Ritterling, Emil
Ritterling, Emil
Museum director, historian
born: 20.12.1861 in Leipzig
died: 07.02.1928 in Wiesbaden
After completing his studies in classical philology and history in Bonn and Leipzig, Ritterling initially worked as an assistant, then from 1888-91 as an assistant at the Royal Library in Berlin.

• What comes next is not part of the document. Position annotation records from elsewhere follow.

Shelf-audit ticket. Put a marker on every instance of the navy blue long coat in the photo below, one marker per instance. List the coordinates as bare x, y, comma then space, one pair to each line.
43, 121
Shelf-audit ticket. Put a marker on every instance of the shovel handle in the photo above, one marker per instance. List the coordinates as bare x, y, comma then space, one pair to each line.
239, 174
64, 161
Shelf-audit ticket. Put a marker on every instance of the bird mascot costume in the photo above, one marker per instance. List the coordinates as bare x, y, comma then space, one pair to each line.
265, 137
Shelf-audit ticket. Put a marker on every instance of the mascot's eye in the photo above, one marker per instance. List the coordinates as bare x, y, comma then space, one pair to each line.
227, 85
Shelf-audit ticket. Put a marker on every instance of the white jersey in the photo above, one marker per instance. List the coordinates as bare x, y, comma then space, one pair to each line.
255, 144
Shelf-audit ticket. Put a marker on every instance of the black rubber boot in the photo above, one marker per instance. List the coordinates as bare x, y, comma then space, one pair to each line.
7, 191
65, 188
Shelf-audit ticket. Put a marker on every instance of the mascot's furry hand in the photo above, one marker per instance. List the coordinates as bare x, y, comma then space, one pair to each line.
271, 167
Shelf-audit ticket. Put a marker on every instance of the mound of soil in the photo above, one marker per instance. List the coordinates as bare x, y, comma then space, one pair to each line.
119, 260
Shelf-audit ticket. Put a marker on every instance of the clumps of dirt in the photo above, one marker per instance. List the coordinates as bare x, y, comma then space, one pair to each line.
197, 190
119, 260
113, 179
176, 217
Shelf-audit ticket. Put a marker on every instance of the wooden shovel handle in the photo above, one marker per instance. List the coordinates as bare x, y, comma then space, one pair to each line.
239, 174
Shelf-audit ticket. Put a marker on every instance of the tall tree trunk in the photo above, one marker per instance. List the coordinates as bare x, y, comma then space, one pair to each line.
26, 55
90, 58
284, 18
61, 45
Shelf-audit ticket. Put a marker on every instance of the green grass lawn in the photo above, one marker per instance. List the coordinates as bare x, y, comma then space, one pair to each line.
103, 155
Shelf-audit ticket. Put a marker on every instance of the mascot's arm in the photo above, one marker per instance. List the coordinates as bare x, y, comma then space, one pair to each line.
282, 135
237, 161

After a stay in a sanatorium, he settled in Wiesbaden as a private scholar, where Carl August von Cohausen, the then director of the Museum of Nassau Antiquities, was soon able to interest him in the intensive Limes research being carried out at the time and entrusted him with the investigation of the forts at Nieberbieber and Wiesbaden. In 1893/94, Ritterling worked as secretary for the Verein für Nassauische Altertumskunde und Geschichtsforschung, and in 1898, at the request of the association, he reluctantly took over the management of the museum, in which three previously independent collections had been brought together since 1900. Appointed director of the Roman-Germanic Commission in Frankfurt am Main, he resigned from his post on November 1, 1911 just three years later, but continued to manage the museum on an interim basis in place of Friedrich Koepp, who had been called up in the meantime. At the same time, he oversaw the reorganization of the display collection.
His doctorate (1885) on the subject of "De Legione Romanorum X Gemina" shows Ritterling's great interest in epigraphy. From 1895 onwards, he investigated the Wiesbaden forts on the Heidenberg, where he was able to prove the existence of three previously unknown early earth deposits. He also observed the construction work at the breakthrough from Schwalbacher Straße to Mauritiusplatz. The excavations of the thermal baths on the Adlerterrain in Wiesbaden in 1902 and the Hofheim earth fort in 1913 are also among Ritterling's achievements. His great esteem among colleagues was reflected in numerous honorary memberships, such as the Society of Antiquaries of Scotland in 1908.